How to Clean $GOPATH

This is a short article with some useful tips I’ve gathered after quiet some time after I began to program in Go.

One of the core features of Go is the ease in which you can import libraries and use them right away in your programming. However, as a beginner, I’ve tried many libraries over the course of my first programs that were meant for the same purpose, ending up using only some of them.

This resulted in many go get commands which downloaded packages to my $GOPATH/src I don’t use and will never intend to use.

The question is, how can I know what directories are not imported in any of my projects? Luckily, when I created new Go projects, I'd first put them inside my $GOPATH and then I'd link their directory to ~/repos/ which is outside of my $GOPATH.

Besides that, when I came to realise I don’t manage my dependencies smartly at all, I began to take a look at Go modules. This has led me into pulling my Go projects outside of $GOPATH and use go.mod files in them which I initilized with:

go mod init github.com/doronbehar/myproject

Can I delete all of $GOPATH/src?

If you strictly use only Go modules and you never develop with vendor style dependencies, you can completely remove `$GOPATH/src` as all your packages will be used by default from `$GOPATH/pkg/mod`.

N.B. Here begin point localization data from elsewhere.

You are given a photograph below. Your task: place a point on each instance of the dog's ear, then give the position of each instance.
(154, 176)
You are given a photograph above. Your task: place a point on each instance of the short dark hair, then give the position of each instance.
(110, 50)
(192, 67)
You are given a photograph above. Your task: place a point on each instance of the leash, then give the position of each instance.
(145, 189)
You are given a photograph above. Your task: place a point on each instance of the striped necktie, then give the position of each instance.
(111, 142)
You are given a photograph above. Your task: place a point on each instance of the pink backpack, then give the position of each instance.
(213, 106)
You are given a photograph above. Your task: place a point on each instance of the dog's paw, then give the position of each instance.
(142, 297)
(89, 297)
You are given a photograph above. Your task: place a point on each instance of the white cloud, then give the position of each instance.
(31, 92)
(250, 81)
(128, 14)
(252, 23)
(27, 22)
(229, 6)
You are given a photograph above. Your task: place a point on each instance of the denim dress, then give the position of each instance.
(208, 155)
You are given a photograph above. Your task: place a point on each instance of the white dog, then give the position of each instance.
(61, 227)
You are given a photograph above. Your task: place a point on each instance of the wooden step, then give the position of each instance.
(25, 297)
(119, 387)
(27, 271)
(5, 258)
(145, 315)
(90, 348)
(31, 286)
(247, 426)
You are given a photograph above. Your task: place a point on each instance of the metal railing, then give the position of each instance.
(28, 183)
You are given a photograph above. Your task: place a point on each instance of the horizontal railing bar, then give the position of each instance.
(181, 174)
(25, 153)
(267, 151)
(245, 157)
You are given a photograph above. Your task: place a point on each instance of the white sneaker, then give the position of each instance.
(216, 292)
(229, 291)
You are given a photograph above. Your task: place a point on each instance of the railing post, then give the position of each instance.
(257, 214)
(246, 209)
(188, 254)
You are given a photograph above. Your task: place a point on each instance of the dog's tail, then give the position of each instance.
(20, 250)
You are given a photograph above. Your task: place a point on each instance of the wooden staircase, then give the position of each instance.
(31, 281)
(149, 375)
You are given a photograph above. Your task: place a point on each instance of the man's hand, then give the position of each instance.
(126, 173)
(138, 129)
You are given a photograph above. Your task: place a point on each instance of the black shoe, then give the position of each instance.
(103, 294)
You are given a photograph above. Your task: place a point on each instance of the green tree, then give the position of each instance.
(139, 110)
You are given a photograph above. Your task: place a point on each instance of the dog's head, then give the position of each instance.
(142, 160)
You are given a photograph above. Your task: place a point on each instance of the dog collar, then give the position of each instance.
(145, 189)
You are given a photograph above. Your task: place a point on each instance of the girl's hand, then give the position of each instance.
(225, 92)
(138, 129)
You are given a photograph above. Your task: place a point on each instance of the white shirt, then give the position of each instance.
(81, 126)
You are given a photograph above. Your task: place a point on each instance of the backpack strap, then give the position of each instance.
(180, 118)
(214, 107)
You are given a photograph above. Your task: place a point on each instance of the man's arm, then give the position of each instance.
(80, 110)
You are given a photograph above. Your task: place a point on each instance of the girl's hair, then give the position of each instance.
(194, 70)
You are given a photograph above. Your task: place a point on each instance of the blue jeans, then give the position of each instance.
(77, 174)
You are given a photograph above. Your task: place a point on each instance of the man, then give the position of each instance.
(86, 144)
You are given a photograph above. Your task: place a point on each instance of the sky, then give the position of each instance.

From here on, the rest of the cleanning process is pretty straight forward, here are the two commands I ran in order to clean both unused Go modules ($GOPATH/pkg/mod/) and Go packages in $GOPATH/src:

Gathering all used packages

find ~/repos -maxdepth 2 -name go.mod -execdir zsh -c 'go list -f "{{range \$dep := .Deps}}{{printf \"%s\n\" \$dep}}{{end}}" | xargs go list -f "{{if not .Standard}}{{.ImportPath}}{{end}}"' {} \; | sort -u | awk -F / -v OFS=/ '
{
    p = $0
    while(--NF > 1) {
        if ($0 in paths) next
    }
    print p
    paths[p]
}' | sort -u > ~/not-delete.txt

Explanation:

This command is based on what @pmcgrath examplified in his article and I shamelessly used and extended for my own cause. I used find so this command will run in every directory where go.mod is found (every project of mine) and I’ve had to use zsh to wrap @pmcgrath’s command which includes a shell pipe (|).

After I got all of the pacakges imported in all of my projects, I sorted these (sort -u) and filtered them with an awk script stolen from a StackExchange QA. It’s job is to filter directories already contained in previous directories so the list will be more concise.

https://unix.stackexchange.com/a/362578/135796

Finaly, everything is sorted and filtered with only unique values (sort -u) and piped to a file ~/not-delete.txt. This file will be used in the following commands that do 2 different things:

How to know what should be deleted?

As I said before, if you strictly use Go modules in all of your projects and you never use ./vendor style dependencies, you can remove all of your $GOPATH/src. All your imports will use $GOPATH/pkg/mod/ as the base path for the packages. Never the less, I’ll show how to delete all unused modules in GOPATH/pkg/mod:

As most of the dependencies come from GitHub, We can cd to $GOPATH/pkg/mod and run the following:

find github.com -mindepth 2 -maxdepth 2 -type d -not -exec grep -q {} ~/not-delete.txt \; -print -exec rm -r {} \;

For every package from github.com, we check if it matches something in our list of packages we don’t want to delete (~/not-delete.txt) and only if it doesn’t (mind the -not flag find gets!), we remove it with rm -r

I hope this may help for anyone who reads this. It has certainly helped me to note this for my self so I could rehearse this process when I’ll feel like it’s time to clean up unused imports in $GOPATH/pkg/mod.